Magnetometers and increased security were a small convenience in the vote on Mr Trump’s indictment, as many lawmakers continued to sway and question the ability to safely attend the inauguration. On Wednesday, Ms Pelosi said the House would vote this month on a rule change that would introduce a system of fines for refusing to comply with the new security protocols, deducting $ 5,000 and $ 10,000 from members ’salaries after the first and second crimes.

“What we’re dealing with right now is fighting the insurgency, so I feel like everything is upside down,” said Texas Democrat Colin Allred, who recalled putting on his coat on the floor of the house and preparing to protect his colleagues. from the disruptors. . “To see the national guards sleeping in the hall, to protect the necessary detector from placing metal detectors to get to the floor of the house – I know the word‘ unprecedented ’is used a lot, but there has never been an example of that.
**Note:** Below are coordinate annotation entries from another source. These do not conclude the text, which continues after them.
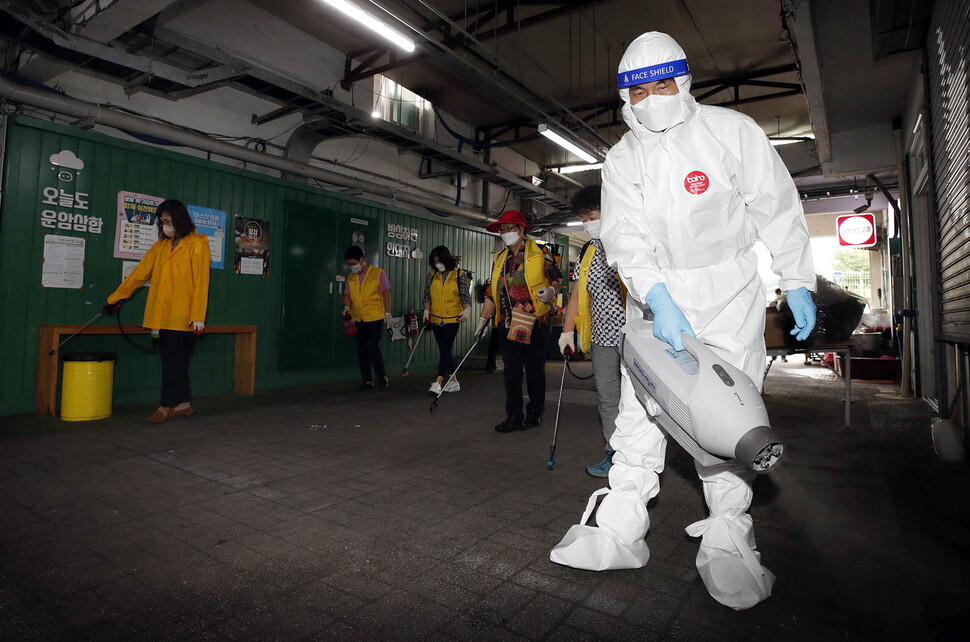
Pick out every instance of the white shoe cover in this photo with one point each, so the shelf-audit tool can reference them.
(729, 566)
(727, 560)
(594, 548)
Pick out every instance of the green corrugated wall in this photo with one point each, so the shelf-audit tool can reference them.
(112, 165)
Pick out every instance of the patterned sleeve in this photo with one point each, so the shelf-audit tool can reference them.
(463, 293)
(427, 288)
(552, 270)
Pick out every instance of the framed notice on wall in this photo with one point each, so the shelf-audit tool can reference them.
(63, 262)
(252, 245)
(212, 223)
(135, 232)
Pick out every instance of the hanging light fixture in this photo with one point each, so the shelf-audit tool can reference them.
(565, 143)
(372, 23)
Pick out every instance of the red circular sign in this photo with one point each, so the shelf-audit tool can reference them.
(696, 183)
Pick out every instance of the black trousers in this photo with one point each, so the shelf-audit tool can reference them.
(369, 349)
(531, 358)
(445, 335)
(176, 348)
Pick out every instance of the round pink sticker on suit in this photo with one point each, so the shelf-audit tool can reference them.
(696, 183)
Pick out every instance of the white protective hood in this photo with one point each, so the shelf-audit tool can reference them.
(653, 48)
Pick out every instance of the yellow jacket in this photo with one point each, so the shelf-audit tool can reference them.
(584, 321)
(366, 299)
(535, 277)
(179, 292)
(445, 299)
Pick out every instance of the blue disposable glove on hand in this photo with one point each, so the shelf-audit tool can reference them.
(802, 306)
(668, 321)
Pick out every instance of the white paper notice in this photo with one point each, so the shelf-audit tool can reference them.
(250, 265)
(63, 262)
(127, 267)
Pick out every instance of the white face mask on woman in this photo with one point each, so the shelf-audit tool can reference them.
(658, 112)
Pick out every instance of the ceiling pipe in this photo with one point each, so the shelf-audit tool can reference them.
(82, 110)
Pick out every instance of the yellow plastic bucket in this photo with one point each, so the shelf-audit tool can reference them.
(87, 385)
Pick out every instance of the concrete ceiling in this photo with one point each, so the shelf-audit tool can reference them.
(564, 55)
(503, 66)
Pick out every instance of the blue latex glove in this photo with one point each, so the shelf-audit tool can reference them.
(668, 321)
(802, 306)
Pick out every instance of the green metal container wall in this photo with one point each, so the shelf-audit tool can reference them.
(112, 165)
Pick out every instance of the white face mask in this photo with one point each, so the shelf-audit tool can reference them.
(658, 113)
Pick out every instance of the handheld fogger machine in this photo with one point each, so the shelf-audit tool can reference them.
(704, 403)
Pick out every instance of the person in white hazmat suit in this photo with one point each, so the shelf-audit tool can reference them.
(685, 192)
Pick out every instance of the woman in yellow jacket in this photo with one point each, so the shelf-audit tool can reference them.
(367, 300)
(178, 266)
(597, 311)
(447, 304)
(525, 279)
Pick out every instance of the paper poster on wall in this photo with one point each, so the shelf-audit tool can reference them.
(252, 246)
(212, 223)
(127, 267)
(135, 232)
(63, 262)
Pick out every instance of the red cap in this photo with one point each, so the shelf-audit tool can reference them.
(511, 217)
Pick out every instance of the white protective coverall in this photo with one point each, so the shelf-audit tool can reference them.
(682, 207)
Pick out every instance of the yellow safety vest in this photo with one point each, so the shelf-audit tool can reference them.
(179, 293)
(366, 300)
(445, 300)
(584, 319)
(535, 277)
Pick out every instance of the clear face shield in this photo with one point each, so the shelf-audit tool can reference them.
(656, 112)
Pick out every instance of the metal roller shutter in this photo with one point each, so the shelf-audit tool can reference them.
(948, 55)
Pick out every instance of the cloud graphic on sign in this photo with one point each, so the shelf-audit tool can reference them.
(66, 158)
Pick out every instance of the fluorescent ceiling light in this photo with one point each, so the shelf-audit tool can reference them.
(372, 23)
(572, 169)
(568, 145)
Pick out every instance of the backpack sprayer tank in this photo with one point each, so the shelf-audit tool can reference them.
(704, 403)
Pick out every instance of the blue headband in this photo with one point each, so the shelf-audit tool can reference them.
(650, 74)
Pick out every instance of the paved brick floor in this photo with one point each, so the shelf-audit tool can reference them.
(362, 516)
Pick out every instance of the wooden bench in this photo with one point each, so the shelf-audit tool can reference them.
(50, 335)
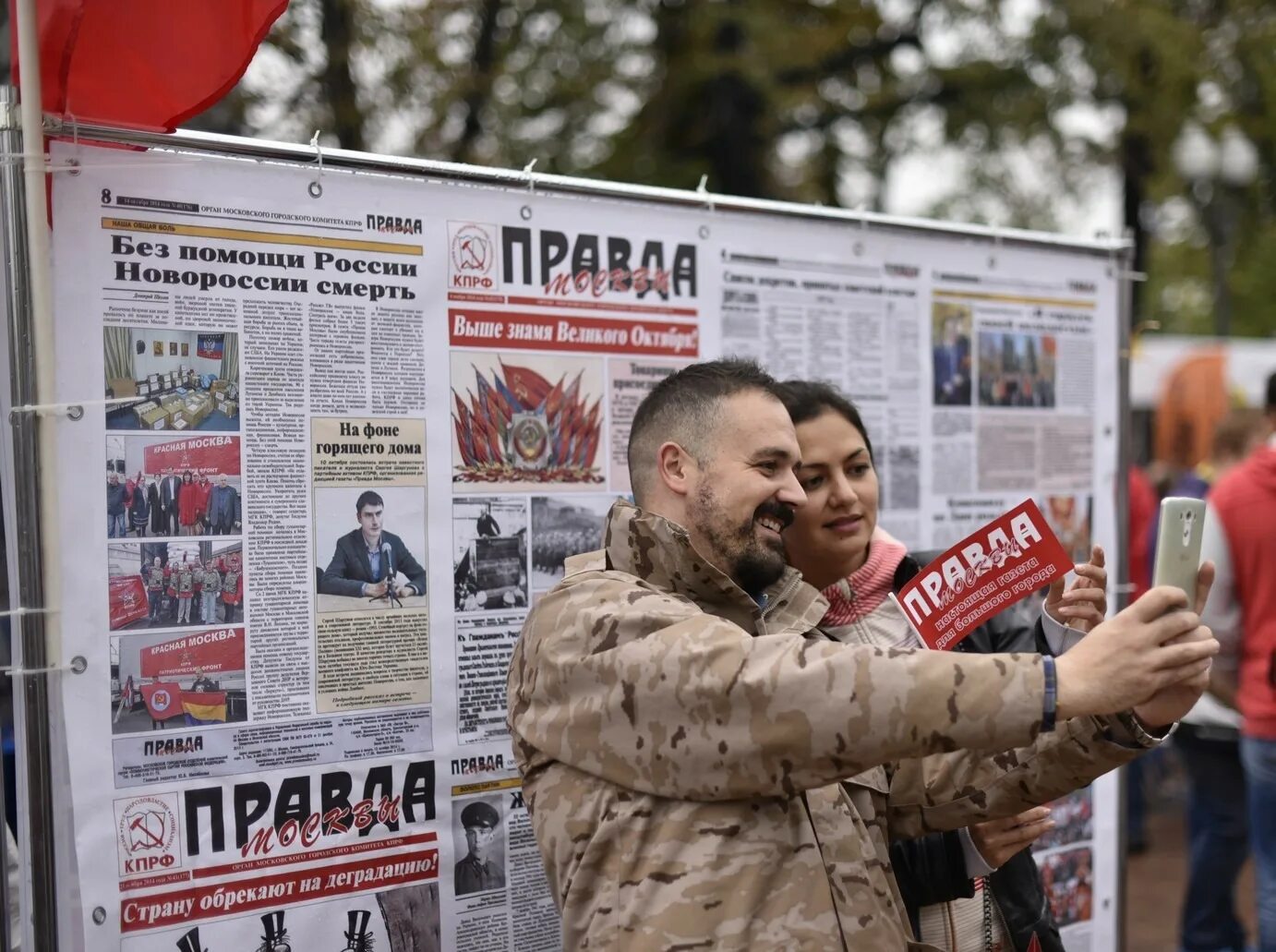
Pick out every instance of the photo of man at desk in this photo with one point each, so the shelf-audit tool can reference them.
(367, 560)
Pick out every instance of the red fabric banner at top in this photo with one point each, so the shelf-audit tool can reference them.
(212, 652)
(144, 63)
(211, 454)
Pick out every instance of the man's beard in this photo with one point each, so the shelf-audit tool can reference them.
(752, 563)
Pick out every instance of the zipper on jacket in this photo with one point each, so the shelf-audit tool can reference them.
(832, 898)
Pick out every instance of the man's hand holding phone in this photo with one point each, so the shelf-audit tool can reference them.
(1152, 657)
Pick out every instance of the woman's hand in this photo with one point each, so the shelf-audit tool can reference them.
(1085, 604)
(998, 840)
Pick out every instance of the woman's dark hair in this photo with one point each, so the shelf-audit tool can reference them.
(805, 400)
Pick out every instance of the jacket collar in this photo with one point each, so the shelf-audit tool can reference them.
(660, 551)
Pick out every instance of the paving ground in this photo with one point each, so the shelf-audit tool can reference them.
(1155, 884)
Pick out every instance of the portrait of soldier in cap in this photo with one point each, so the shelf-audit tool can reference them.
(276, 937)
(478, 871)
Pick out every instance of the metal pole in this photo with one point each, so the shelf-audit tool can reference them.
(1125, 434)
(32, 692)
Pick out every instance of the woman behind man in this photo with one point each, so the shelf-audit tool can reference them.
(840, 548)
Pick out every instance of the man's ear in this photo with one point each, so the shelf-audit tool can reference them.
(677, 468)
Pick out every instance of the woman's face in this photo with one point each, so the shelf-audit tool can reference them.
(829, 536)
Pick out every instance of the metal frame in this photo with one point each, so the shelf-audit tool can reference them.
(30, 693)
(427, 169)
(27, 497)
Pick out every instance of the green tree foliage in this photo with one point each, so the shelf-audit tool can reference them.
(1017, 106)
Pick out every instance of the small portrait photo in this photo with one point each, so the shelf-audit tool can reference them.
(478, 838)
(488, 553)
(369, 548)
(1068, 517)
(951, 332)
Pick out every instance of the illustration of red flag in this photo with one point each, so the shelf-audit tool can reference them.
(466, 457)
(524, 383)
(149, 63)
(554, 401)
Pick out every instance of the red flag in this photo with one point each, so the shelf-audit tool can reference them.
(461, 443)
(146, 63)
(524, 383)
(554, 401)
(163, 700)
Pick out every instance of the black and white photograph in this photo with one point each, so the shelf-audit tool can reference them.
(163, 391)
(369, 548)
(563, 527)
(488, 553)
(478, 838)
(163, 487)
(175, 584)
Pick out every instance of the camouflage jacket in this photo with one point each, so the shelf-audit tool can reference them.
(683, 753)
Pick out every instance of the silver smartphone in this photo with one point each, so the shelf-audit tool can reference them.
(1178, 544)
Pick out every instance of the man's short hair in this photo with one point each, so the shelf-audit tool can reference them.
(367, 498)
(684, 408)
(1235, 433)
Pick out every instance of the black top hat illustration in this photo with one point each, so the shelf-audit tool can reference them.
(190, 942)
(357, 938)
(276, 935)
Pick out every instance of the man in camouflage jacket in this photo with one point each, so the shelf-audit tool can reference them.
(704, 770)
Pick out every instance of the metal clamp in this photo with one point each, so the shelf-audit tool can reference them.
(316, 187)
(77, 665)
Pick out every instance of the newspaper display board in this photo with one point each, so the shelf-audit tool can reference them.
(398, 408)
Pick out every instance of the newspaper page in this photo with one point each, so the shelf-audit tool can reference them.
(350, 440)
(558, 323)
(256, 741)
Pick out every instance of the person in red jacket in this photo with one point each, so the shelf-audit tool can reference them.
(203, 490)
(1240, 538)
(233, 588)
(187, 505)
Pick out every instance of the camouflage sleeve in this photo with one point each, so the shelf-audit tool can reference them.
(642, 689)
(952, 790)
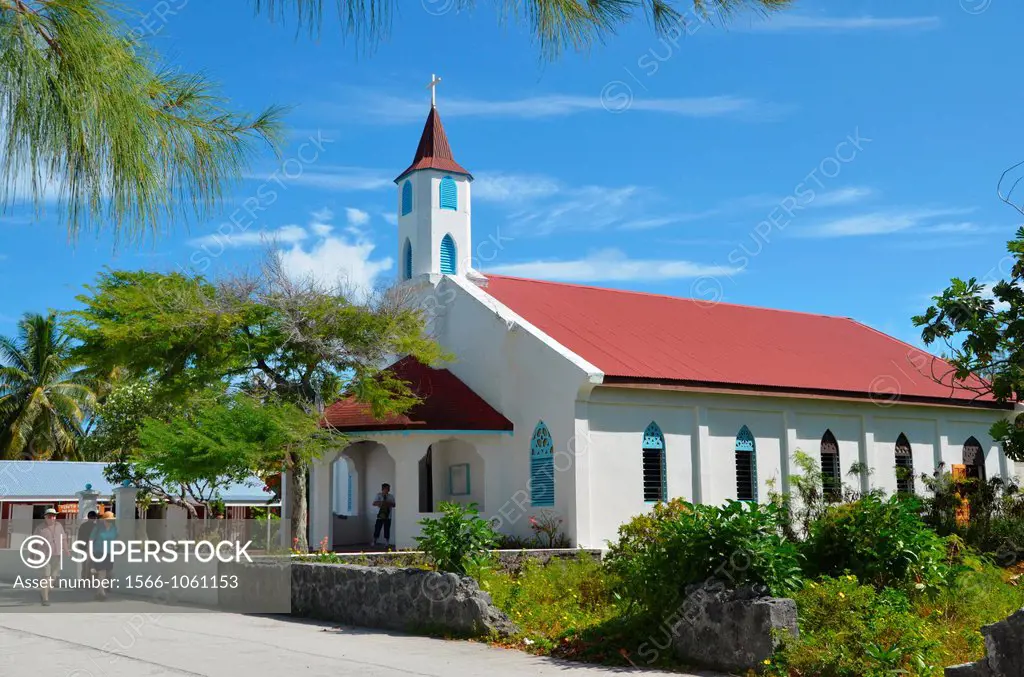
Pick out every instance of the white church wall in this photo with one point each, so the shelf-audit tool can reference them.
(780, 425)
(614, 455)
(958, 430)
(724, 425)
(921, 432)
(519, 375)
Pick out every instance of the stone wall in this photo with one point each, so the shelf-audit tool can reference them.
(1004, 650)
(731, 630)
(406, 599)
(508, 560)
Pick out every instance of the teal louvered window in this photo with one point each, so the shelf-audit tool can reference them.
(974, 459)
(542, 468)
(407, 260)
(407, 198)
(350, 496)
(832, 474)
(904, 465)
(449, 194)
(652, 454)
(449, 266)
(747, 466)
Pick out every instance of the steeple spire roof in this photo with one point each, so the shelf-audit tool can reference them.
(433, 151)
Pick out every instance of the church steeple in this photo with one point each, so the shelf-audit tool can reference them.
(434, 236)
(434, 151)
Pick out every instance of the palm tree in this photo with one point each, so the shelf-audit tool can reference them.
(92, 119)
(555, 25)
(44, 396)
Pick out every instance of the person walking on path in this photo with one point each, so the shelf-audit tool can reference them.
(84, 532)
(101, 560)
(53, 533)
(384, 504)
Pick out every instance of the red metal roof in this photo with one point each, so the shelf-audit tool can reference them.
(445, 404)
(433, 151)
(649, 338)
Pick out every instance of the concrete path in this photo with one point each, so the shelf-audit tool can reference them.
(68, 642)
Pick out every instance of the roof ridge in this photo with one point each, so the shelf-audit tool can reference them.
(668, 296)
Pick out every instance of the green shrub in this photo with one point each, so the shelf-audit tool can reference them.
(550, 600)
(851, 630)
(884, 543)
(996, 524)
(658, 555)
(458, 540)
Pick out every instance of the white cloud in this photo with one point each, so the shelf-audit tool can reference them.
(504, 186)
(378, 108)
(337, 260)
(783, 22)
(842, 197)
(356, 217)
(877, 223)
(285, 235)
(324, 215)
(345, 260)
(611, 265)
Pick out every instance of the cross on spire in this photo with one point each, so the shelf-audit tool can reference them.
(432, 86)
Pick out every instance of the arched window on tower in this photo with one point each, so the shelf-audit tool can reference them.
(747, 466)
(542, 467)
(449, 266)
(654, 483)
(407, 198)
(974, 459)
(449, 194)
(407, 260)
(832, 474)
(904, 465)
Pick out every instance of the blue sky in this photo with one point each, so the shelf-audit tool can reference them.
(841, 159)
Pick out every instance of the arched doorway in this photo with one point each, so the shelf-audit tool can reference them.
(356, 475)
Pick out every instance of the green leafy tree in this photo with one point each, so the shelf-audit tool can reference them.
(294, 340)
(90, 115)
(216, 441)
(44, 395)
(981, 327)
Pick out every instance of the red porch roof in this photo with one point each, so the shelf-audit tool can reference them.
(648, 338)
(445, 404)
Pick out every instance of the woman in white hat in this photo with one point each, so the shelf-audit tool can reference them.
(52, 532)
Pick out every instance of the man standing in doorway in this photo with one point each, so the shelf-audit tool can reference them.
(84, 534)
(53, 533)
(384, 504)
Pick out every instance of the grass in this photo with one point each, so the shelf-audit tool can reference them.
(851, 630)
(568, 609)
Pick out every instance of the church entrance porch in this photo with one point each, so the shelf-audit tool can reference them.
(424, 471)
(353, 477)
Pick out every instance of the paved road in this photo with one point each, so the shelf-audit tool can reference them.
(69, 642)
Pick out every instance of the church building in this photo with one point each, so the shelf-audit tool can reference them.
(591, 405)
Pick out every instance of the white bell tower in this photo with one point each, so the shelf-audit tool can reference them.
(434, 234)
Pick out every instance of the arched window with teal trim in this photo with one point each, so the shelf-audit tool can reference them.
(904, 465)
(747, 466)
(542, 467)
(832, 473)
(407, 198)
(407, 260)
(449, 266)
(449, 194)
(654, 483)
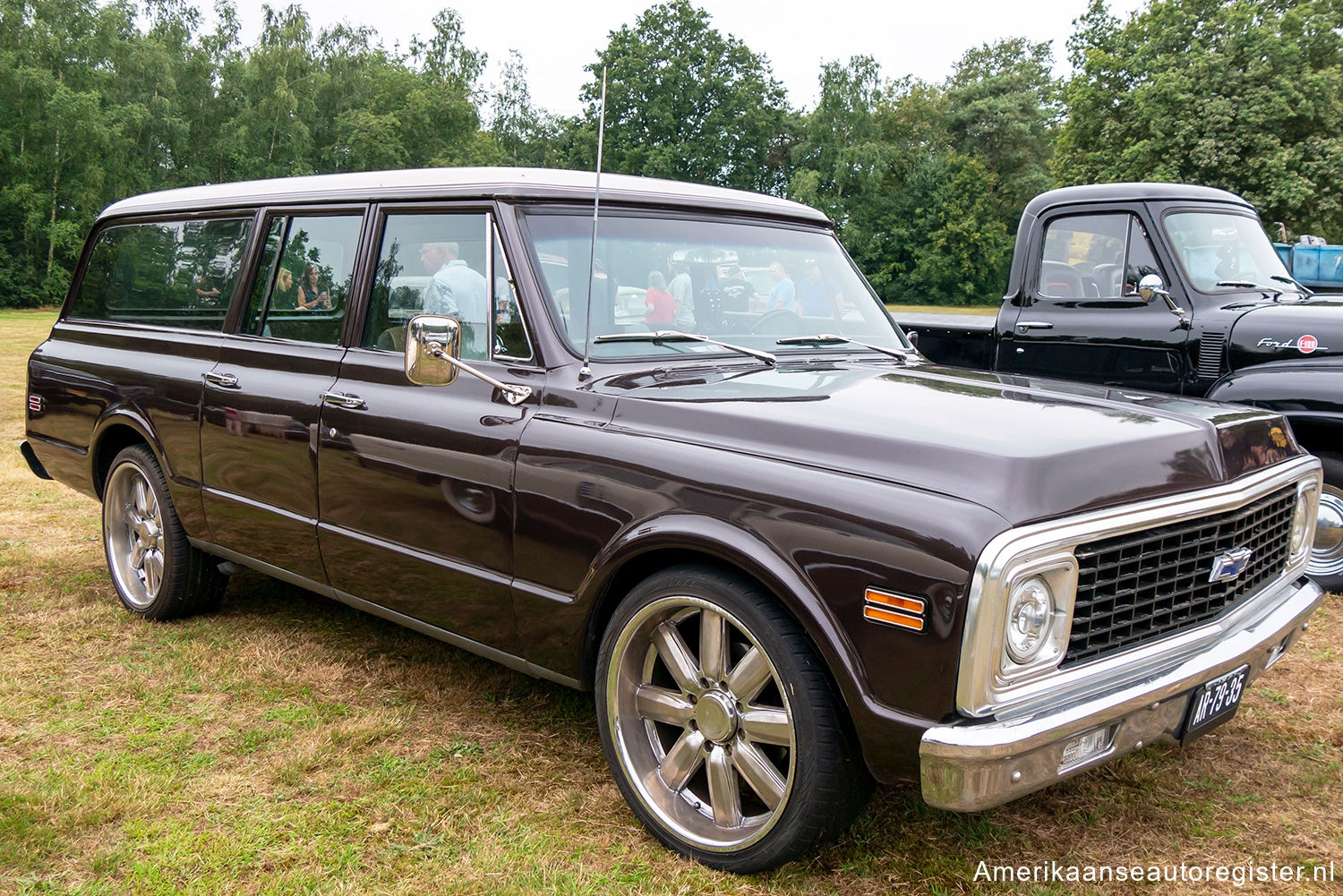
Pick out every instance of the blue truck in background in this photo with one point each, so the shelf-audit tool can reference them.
(1313, 263)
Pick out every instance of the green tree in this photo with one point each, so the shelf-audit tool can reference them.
(1241, 94)
(1002, 109)
(685, 101)
(524, 134)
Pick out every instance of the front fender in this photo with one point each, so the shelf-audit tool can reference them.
(1308, 394)
(733, 546)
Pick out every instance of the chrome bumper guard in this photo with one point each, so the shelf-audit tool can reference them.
(975, 766)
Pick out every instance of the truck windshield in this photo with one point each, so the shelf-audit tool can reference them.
(740, 282)
(1224, 252)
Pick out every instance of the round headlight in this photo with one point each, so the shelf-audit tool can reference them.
(1029, 614)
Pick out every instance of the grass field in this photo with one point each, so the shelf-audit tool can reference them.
(289, 745)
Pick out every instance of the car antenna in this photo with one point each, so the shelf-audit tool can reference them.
(586, 371)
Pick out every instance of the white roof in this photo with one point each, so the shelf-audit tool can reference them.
(456, 183)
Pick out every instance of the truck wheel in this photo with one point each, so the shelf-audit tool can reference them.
(155, 568)
(720, 724)
(1326, 563)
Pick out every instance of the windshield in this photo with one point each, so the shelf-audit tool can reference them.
(747, 284)
(1222, 252)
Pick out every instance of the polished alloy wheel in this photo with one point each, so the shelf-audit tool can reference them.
(1327, 551)
(701, 723)
(133, 530)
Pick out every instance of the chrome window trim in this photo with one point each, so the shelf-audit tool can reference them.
(980, 689)
(512, 284)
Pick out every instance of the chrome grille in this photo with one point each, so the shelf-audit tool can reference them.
(1144, 586)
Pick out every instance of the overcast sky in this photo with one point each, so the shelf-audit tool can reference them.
(558, 38)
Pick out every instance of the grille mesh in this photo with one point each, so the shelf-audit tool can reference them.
(1144, 586)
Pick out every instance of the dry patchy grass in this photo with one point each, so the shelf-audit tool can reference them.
(289, 745)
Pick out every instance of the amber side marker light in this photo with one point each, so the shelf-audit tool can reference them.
(894, 609)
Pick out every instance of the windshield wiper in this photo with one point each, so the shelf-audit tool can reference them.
(830, 338)
(677, 336)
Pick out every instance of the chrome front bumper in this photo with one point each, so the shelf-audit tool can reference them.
(974, 766)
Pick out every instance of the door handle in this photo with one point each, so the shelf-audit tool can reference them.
(341, 399)
(222, 380)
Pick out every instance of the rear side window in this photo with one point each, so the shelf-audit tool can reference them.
(1095, 257)
(304, 279)
(167, 273)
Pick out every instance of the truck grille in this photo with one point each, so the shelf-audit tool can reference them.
(1144, 586)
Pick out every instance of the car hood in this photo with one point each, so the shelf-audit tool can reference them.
(1287, 330)
(1023, 448)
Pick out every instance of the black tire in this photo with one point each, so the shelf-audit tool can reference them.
(1326, 565)
(156, 571)
(688, 755)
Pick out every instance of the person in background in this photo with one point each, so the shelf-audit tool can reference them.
(206, 290)
(312, 294)
(783, 294)
(682, 293)
(658, 301)
(458, 290)
(817, 295)
(285, 294)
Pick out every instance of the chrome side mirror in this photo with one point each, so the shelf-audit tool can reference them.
(1152, 286)
(432, 343)
(434, 354)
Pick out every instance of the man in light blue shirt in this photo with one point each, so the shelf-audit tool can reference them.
(457, 290)
(783, 293)
(682, 295)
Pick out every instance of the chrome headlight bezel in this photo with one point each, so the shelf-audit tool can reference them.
(991, 684)
(1305, 520)
(1057, 574)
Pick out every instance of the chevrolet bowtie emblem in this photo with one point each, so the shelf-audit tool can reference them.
(1230, 565)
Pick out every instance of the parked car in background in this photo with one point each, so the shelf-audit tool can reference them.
(787, 552)
(1168, 287)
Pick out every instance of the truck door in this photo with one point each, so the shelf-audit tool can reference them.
(1082, 317)
(258, 435)
(416, 482)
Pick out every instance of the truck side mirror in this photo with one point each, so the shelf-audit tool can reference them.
(432, 343)
(1151, 286)
(434, 354)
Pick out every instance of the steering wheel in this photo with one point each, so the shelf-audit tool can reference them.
(781, 319)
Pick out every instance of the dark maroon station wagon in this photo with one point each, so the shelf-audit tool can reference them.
(692, 465)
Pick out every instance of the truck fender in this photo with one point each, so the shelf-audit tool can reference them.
(746, 551)
(124, 414)
(1295, 389)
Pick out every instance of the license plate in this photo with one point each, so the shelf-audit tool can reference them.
(1213, 703)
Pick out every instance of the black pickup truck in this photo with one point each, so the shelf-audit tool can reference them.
(1174, 289)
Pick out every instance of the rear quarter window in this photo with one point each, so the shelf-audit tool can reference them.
(167, 273)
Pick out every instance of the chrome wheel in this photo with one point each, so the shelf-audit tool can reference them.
(1327, 551)
(700, 723)
(133, 535)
And it’s also so sad, just so sad. “

“They’re open,” Mr. Allred added from the Capitol. “It’s a museum, it’s a place where ordinary Americans need to feel like they can come and see the work of the government.”

But although there are finds from American history and holders of the highest positions in American democracy, the Capitol complex is usually the fortress to be reached. But as tourists were banned to prevent the spread of the coronavirus, the presence of hundreds of armed soldiers became even more disturbing after months of almost empty corridors.

Several of the soldiers looking at the paintings and statues engraved on the ceiling of the Rotunda said they had not even visited the Capitol as a tourist. Their colleagues could be seen taking a break in another room next to a plaque commemorating the troops transported in the Capitol in 1861, in the Sculpture Hall, and a small group of soldiers photographed the statue of Rosa Parks.

John Ismay and Luke Broadwater contributed to the report.